The persistent variables declared may be used in actions in the same manner as actions' parameters:

<append-node> : ( l1 : Type3 ) -> ( ) = @{
	f ( @pv1, @pv1, @l1 ) ;
@} ;

These are passed in at the entry point to the parser.

Since the ADVANCE_LEXER macro is expanded inside generated functions that represent rules, it too may access persistent variables, as they are in scope in all rules.

4.4. The maps section

The section that follows the prefixes section is the maps section. This section is also optional. It begins with its section header, followed by a list of identifier mappings. An identifier mapping begins with a sid identifier (either a type, a rule or a terminal), followed by the -> symbol, followed by the C identifier it is to be mapped to, and terminated by a semicolon. An example follows:

%maps%
NumberT    -> unsigned ;
calculator -> calculator ;

Note that it is not possible to map type identifiers to be arbitrary C types. It will be necessary to typedef or macro define the type name in the C file.

It is recommended that all types, terminals and entry point rules have their names mapped in this section, although this is not necessary. If the names are not mapped, they will have funny names in the rest of the program.

4.5. The header section

After the maps section comes the header section. This begins with the section header, followed by a code block, followed by a comma, followed by a second code block, and terminated with a semicolon. The first code block will be inserted at the beginning of the generated parser file; the second code block will be inserted at the start of the generated header file. An example is:

%header% @{
	#include "lexer.h"

	LexerT token ;

	#define CURRENT_TERMINAL token.t
	#define ADVANCE_LEXER    next_token ()

	extern void terminal_error () ;
	extern void syntax_error () ;
@}, @{
@} ;

4.6. The assignments section

The assignments section follows the header section. This section is optional. Normally, assignment between two identifiers will be done using the C assignment operator. In some cases this will not do the correct thing, and it is necessary to do the assignment differently. All types for which this applies should have an entry in the assignments section. The section begins with its header, followed by definitions for each type that needs its own assignment operator. Each definition should have one parameter, and one result. The action's name should be the name of the type. An example follows:

%assignments%

ListT : ( l1 ) -> ( l2 ) = @{
	if ( @l2.head = @l1.head ) {
		@l2.tail = @l1.tail ;
	} else {
		@l2.tail = &( @l2.head ) ;
	}
@} ;

If a type has an assignment operator defined, it must also have a parameter assignment operator type defined and a result assignment operator defined (more precisely it must have either no assignment operations defined, or all three assignment operations defined).

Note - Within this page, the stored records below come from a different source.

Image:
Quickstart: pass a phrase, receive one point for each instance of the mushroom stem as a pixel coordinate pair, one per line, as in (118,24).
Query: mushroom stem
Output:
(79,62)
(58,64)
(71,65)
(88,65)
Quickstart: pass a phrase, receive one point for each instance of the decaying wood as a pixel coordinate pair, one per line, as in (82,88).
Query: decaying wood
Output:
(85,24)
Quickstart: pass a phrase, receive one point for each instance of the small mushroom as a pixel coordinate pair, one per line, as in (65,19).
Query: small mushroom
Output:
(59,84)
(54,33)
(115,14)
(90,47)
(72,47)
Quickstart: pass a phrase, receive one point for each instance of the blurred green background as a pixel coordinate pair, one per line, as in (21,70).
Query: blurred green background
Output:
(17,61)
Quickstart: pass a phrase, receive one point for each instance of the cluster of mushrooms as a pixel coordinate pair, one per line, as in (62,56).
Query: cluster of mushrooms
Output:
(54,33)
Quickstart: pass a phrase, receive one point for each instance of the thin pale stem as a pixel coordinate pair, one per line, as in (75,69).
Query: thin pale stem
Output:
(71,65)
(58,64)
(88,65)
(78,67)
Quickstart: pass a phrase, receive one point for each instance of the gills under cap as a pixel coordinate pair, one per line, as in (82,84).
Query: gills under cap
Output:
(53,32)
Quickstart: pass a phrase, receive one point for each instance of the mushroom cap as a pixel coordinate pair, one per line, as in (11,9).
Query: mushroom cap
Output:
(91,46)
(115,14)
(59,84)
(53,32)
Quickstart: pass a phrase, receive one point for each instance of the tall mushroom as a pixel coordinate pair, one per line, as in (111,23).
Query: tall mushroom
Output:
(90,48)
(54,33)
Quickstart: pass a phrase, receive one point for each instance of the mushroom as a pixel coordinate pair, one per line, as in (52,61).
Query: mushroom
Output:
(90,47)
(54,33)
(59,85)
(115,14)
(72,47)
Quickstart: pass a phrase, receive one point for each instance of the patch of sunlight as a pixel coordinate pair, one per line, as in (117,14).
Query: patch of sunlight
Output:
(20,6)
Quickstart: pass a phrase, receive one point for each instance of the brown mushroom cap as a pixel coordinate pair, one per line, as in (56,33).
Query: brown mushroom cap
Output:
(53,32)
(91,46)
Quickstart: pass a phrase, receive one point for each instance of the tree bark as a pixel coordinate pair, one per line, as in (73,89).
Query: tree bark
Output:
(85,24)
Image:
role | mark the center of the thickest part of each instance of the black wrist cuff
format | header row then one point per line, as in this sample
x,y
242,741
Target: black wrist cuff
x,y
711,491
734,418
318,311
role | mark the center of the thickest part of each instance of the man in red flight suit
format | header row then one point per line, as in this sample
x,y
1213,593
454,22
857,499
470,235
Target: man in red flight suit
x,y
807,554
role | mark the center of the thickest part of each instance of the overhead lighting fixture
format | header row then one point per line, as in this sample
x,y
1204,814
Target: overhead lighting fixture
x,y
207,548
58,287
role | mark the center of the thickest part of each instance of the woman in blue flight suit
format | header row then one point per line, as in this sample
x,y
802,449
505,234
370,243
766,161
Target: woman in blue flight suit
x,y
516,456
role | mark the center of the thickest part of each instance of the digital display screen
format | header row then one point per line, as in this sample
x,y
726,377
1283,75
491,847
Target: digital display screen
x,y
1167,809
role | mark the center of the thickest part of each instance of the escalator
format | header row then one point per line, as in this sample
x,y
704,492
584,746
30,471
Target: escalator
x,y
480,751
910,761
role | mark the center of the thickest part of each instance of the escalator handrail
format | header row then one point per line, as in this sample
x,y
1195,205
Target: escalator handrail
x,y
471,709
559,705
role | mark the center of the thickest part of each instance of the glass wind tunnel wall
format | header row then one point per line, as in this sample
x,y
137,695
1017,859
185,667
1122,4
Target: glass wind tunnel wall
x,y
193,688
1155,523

4.7. The parameter assignments section

The parameter assignments section is very similar to the assignments section (which it follows), and is also optional. If a type has an assignment section entry, it must have a parameter assignment entry as well.

The parameter assignment operator is used in function calls to ensure that the object is copied correctly: if no parameter assignment operator is provided for a type, the standard C call by copy mechanism is used; if a parameter assignment operator is provided for a type, then the address of the object is passed by the calling function, and the called function declares a local of the same type, and uses the parameter assignment operator to copy the object (this should be remembered when passing parameters to entry points that have arguments of a type that has a parameter assignment operator defined).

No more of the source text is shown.